The AUC and Cmax of osimertinib increases in a dose-proportional manner over 20 mg to 240 mg (0.25 to 3 times the recommended dose). At steady-state, the Cmax to Cmin ratio was 1.6-fold. The median time to Cmax of osimertinib was 6 hours (range, 3 to 24 hours). The Cmax and AUC of osimertinib after administration of a high-fat, high-calorie meal (approximately 1,000 calories and 58 grams of fat) was comparable to under fasting conditions.

Pregnancy

Although there are no adequate and well-controlled studies in pregnant women, osimertinib can cause fetal harm if used by humans during pregnancy. When administered to pregnant rats prior to implantation through the end of organogenesis at exposures 1.5 times the exposure at the recommended human dose, post-implantation loss, embryo-lethality, and reduced fetal growth occurred. When administered to pregnant rats from implantation through the closure of the hard palate at exposures greater than or equal to 0.1 times the AUC observed in humans at the recommended dose, an equivocal increase in the rate of fetal malformations and variations was observed in treated litters compared to controls.
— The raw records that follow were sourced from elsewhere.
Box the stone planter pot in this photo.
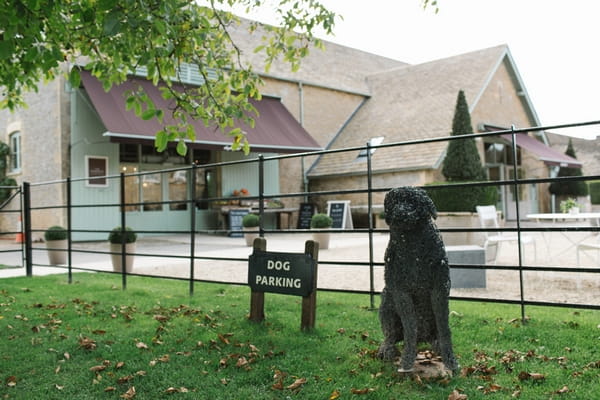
[110,243,136,272]
[313,232,331,250]
[243,226,260,246]
[46,239,69,265]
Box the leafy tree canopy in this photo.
[0,0,336,154]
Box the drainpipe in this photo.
[298,81,308,202]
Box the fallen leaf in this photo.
[119,386,136,399]
[448,389,468,400]
[350,388,373,394]
[555,385,570,394]
[235,356,248,368]
[90,365,106,373]
[154,314,169,322]
[79,336,96,350]
[286,378,306,390]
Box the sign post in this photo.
[327,200,354,229]
[248,238,319,330]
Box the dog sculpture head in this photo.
[384,186,437,230]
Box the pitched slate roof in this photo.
[309,45,537,177]
[229,19,408,96]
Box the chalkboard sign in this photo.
[298,203,315,229]
[327,200,353,229]
[248,250,317,297]
[228,208,250,237]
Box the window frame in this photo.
[8,130,23,174]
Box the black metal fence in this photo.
[0,121,600,317]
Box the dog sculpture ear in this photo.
[421,189,437,219]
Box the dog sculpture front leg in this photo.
[394,291,418,373]
[431,280,458,372]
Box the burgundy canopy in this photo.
[81,71,322,153]
[500,133,583,168]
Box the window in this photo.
[8,131,21,172]
[356,136,383,160]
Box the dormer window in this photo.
[356,136,383,160]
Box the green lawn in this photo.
[0,273,600,400]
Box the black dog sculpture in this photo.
[378,187,458,372]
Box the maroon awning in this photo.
[500,133,583,168]
[81,71,322,153]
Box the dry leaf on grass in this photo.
[350,388,375,394]
[286,378,306,390]
[448,390,469,400]
[119,386,136,399]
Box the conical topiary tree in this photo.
[548,139,588,197]
[427,90,497,211]
[442,90,485,182]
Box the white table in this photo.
[527,212,600,257]
[527,212,600,224]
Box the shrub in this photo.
[424,182,498,212]
[108,226,137,244]
[44,225,69,242]
[589,182,600,204]
[310,213,333,229]
[242,213,260,228]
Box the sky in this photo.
[223,0,600,138]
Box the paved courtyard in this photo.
[0,227,600,305]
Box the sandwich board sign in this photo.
[327,200,354,229]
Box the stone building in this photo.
[0,19,580,239]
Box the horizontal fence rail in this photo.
[0,121,600,318]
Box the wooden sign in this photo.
[228,208,250,237]
[327,200,354,229]
[298,203,315,229]
[248,238,319,330]
[248,250,316,296]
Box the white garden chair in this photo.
[476,206,537,264]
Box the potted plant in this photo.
[310,213,333,250]
[560,197,581,214]
[44,225,69,265]
[242,213,260,246]
[108,226,137,272]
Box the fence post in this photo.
[190,163,198,296]
[21,182,33,277]
[119,172,127,290]
[67,176,73,283]
[367,142,375,309]
[258,154,265,237]
[510,125,527,324]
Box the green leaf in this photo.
[154,130,169,152]
[177,140,187,156]
[142,108,156,121]
[69,67,81,88]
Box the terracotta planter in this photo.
[313,232,330,250]
[243,226,259,246]
[46,239,69,265]
[110,243,135,272]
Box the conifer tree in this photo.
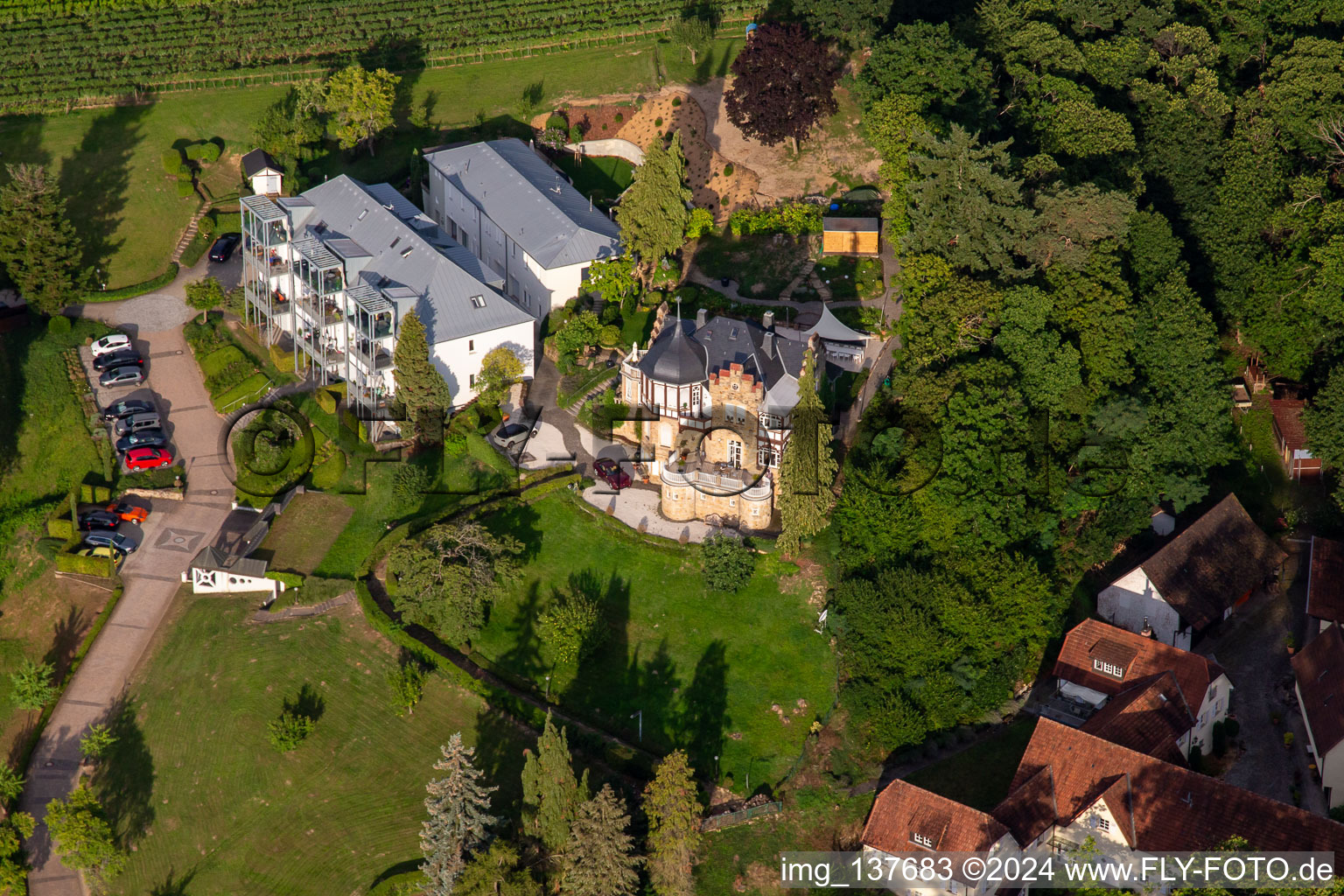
[778,348,837,554]
[615,133,691,284]
[393,312,453,442]
[561,785,640,896]
[421,732,499,896]
[644,750,700,896]
[523,713,592,854]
In pregnant dams at doses of 30 mg/kg/day during organogenesis through lactation day 6, an increase in total litter loss and postnatal death occurred. At a dose of 20 mg/kg/day, increased postnatal death and a slight reduction in mean pup weight at birth occurred.

It is not known whether osimertinib is present in human milk. Many drugs are excreted in human milk including antibodies. Due to the potential for serious adverse reactions in nursing infants from osimertinib, advise women to discontinue breast-feeding during treatment and for 2 weeks after the final dose.